The relationship between police and Native Americans dates back to the 1800’s in this area. This distrust for one another is deeply rooted. As survivors of cultural genocide and forced assimilative practices, many Native Americans have become resistant to police intervention by any means. It was the Army who rounded up the tribal groups and placed them on reservations and it was the police who kept them there.

The policing of our police is a heated subject. This has been the inspiration for the formation of many minority-based groups who wish to protect their community. This would include the American Indian Movement who formed in Minneapolis in response to police brutality of indigenous men and women living in urban environments.

AIM was a grass roots movement which involved education of police procedures. They also carried police scanners in the cars to mobilize to police activity. AIM’s early involvement helped the ones who were being harassed, beaten and incarcerated when other responses could have been utilized.

At approximately 9 a.m. on Monday, Dec. 22, Rapid City Mayor Sam Kooiker hosted a panel of three non-residents of Rapid City; including LNI Director Bryan Brewer Sr. and Anti-Police Brutality March and Rally organizers Chase Iron Eyes and Cody Hall. This meeting was behind closed doors while Native American community members and citizens of Rapid City waited angrily in the hall outside of the Mayor’s Office.

Although details of this two-hour meeting were vaguely shared with waiting citizens and family members of Allen Locke, the exact conversation is unknown. Though, it was acknowledged that Mayor Kooiker was interested in forming a group to address concerns from both sides.

Native Sun News was not welcomed into this discussion both by phone prior to the meeting and at the door.

Shortly following this closed door meeting, The Office of the Mayor issued a Press Release titled, MAYOR SAM KOOIKER SUPPORTS RAPID CITY POLICE REGARDING WEEKEND INCIDENT to which he states: “Regarding this weekend's incident, I fully support our Rapid City Police Department and I fully support our young officer who was put in a terrible situation. This is a tragedy for everyone involved…”

In the Press Release, Mayor Kooiker pleads for peace and acknowledges there may be individuals who wish to agitate the situation into something it is not.

Soon after this Press Release on Monday, organizers of the march and rally met with Rapid City residents and Locke’s family members. A fundraising effort was established at this time.

Examples of local programs include but are not limited to; Women Against Violence, Inc., Youth & Family Services, United Way of the Black Hills, Rural America Initiatives, Behavior Health Services, Human Relations Commission, Native Healing Program, Access to Recovery, Catholic Social Services, and Pennington County Victim’s Assistance, and any other program with an interest in helping families. These programs are pro-active and need to reach out in this time of need.

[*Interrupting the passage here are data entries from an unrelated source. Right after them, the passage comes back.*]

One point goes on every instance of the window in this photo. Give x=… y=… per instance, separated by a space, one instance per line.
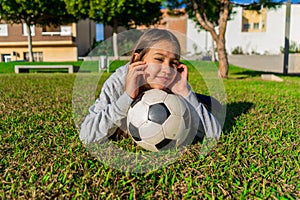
x=38 y=56
x=25 y=32
x=246 y=26
x=256 y=25
x=3 y=30
x=57 y=30
x=6 y=57
x=65 y=30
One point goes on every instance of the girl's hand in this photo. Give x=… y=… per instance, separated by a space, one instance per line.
x=180 y=83
x=133 y=79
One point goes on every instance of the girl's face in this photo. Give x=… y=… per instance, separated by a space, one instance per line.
x=162 y=65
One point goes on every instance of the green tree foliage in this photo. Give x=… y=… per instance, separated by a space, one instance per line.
x=33 y=12
x=115 y=13
x=212 y=15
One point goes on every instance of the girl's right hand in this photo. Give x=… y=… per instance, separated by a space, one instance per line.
x=134 y=77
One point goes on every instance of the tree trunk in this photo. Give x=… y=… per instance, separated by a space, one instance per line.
x=29 y=37
x=223 y=61
x=115 y=39
x=219 y=38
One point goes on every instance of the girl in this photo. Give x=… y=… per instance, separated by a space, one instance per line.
x=154 y=64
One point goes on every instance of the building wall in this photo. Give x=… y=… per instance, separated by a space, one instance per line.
x=268 y=42
x=55 y=46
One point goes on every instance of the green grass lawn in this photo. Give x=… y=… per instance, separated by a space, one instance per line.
x=257 y=156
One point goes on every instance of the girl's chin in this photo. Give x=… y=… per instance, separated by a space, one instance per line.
x=157 y=86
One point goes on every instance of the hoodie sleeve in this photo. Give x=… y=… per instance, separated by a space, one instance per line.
x=108 y=113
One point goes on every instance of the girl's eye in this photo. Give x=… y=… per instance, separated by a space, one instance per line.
x=159 y=59
x=174 y=64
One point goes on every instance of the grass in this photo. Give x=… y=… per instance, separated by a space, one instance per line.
x=257 y=156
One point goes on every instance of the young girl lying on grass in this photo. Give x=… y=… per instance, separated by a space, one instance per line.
x=155 y=63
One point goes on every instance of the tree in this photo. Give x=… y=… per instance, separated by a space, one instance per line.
x=115 y=13
x=32 y=12
x=212 y=15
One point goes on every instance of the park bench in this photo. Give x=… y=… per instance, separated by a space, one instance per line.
x=25 y=68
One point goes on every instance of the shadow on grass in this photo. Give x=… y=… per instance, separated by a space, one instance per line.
x=251 y=73
x=235 y=110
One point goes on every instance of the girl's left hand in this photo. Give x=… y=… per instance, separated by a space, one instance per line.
x=180 y=83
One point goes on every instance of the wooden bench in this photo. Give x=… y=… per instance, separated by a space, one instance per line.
x=25 y=68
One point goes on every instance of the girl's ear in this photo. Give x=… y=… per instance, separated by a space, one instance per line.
x=135 y=57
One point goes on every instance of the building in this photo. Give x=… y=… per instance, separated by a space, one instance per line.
x=61 y=43
x=251 y=32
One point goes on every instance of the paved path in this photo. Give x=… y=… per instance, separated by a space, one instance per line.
x=266 y=63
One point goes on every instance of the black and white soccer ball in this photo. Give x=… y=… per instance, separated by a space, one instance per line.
x=158 y=120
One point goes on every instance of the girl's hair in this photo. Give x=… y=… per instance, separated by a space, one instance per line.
x=150 y=37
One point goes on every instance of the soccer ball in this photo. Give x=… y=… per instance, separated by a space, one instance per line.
x=158 y=120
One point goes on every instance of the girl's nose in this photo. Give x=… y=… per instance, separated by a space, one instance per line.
x=167 y=69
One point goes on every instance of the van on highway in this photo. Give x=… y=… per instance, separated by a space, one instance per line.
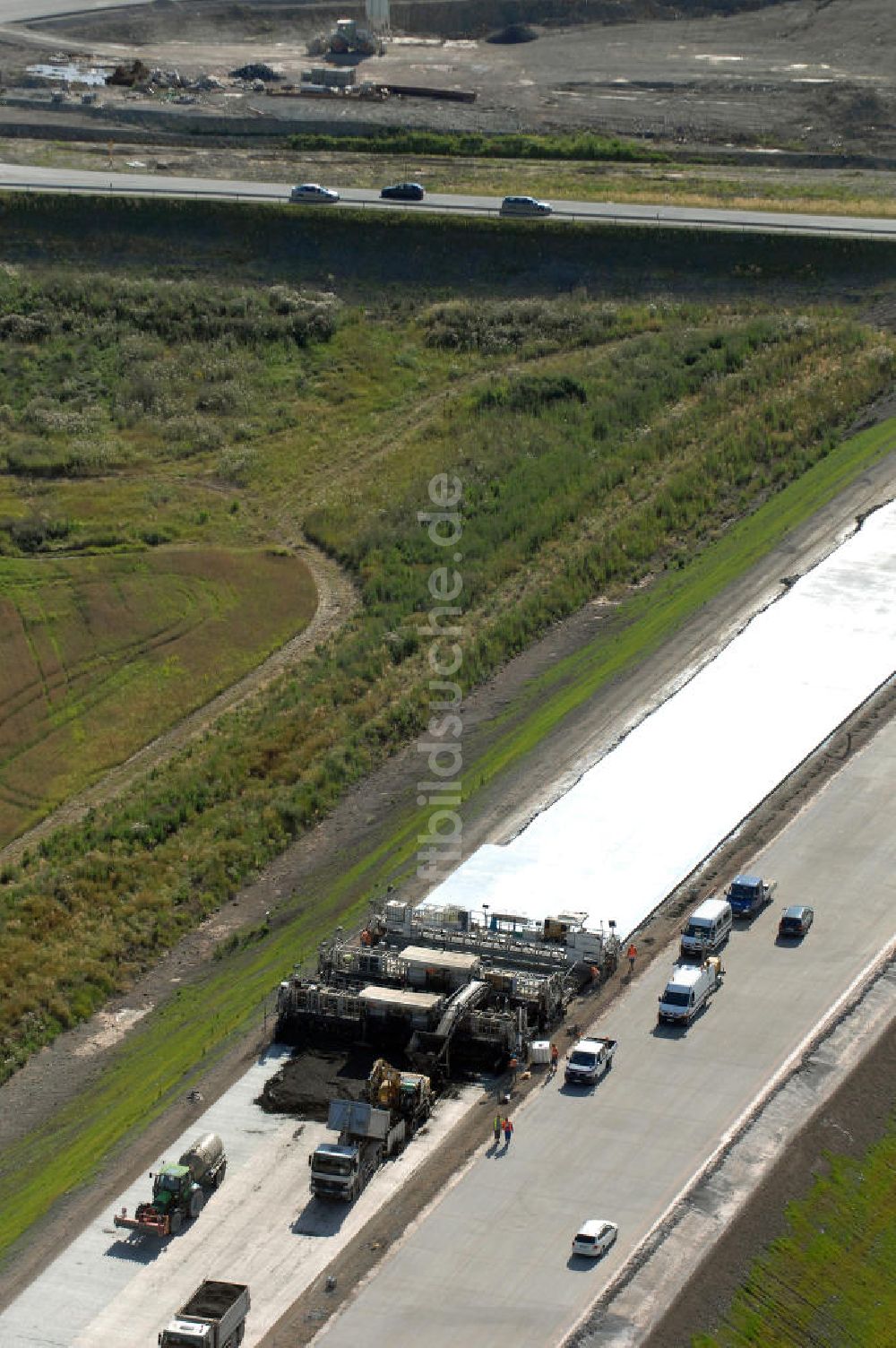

Many long-time Native American residents feel it is a time to put down the guns and protest signs and meet on equal terms. “We need to come together and discuss the past, present and future of RCPD in regards to the policing of North Rapid.,” one elder said, “Our kids live here, we don’t have the option of leaving.”

On Tuesday afternoon of Dec. 23, Native Sun News was granted a brief interview with Mayor Sam Kooiker at City Hall. It was at this time Mayor Kooiker confirmed it was not his office that called for the Monday morning panel meeting. It was the organizers of the anti-police brutality march who called for a sit-down discussion; while Rapid City residents and Allen Locke’s family sat in the hallway- feeling angry about being physically excluded.

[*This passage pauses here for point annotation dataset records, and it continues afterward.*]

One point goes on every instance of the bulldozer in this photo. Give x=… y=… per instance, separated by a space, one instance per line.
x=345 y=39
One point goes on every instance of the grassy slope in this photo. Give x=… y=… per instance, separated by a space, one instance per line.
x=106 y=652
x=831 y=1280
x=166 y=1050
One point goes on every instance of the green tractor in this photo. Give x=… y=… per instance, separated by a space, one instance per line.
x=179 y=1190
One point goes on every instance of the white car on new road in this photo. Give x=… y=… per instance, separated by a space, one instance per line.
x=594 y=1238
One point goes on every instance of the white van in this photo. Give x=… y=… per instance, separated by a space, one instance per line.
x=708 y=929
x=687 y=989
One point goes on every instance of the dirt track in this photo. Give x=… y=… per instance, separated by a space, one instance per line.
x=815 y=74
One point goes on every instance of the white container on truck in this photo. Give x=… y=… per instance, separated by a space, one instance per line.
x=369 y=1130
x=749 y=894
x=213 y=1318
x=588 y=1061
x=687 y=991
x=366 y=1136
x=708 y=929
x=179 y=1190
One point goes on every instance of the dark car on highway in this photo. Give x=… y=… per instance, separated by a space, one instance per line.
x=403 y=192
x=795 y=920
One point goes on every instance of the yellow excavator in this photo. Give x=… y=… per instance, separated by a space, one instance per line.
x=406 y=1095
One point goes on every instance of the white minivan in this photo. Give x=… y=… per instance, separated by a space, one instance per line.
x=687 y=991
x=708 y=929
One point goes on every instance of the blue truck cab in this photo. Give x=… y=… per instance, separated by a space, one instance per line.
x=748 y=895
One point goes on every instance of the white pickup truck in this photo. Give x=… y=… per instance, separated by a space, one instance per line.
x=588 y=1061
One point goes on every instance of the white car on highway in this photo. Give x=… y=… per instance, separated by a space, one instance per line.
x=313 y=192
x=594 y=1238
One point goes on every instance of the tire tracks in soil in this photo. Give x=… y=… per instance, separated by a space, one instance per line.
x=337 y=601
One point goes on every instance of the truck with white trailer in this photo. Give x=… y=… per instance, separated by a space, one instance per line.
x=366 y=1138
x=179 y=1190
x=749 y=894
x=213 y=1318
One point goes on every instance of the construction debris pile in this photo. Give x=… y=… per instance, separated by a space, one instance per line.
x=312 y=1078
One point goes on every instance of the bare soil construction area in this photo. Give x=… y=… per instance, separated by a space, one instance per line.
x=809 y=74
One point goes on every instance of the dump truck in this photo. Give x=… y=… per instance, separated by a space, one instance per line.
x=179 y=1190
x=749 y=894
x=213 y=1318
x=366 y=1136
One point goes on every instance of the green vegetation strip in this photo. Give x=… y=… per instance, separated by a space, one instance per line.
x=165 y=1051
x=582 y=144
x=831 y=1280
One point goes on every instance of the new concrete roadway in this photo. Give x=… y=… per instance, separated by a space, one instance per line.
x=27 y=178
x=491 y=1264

Mayor Kooiker submitted the following statement for this article, “I support our Native American citizens who called for help and I want our officers to know we have their back when they’re acting pursuant to policy and protocol. Any death is tragic, and so would be the death of an officer.”

According to a statement released to limited media sources from Allen Locke’s family, they called for peace in our community and asked for privacy. Native Sun News did not approach them for an interview.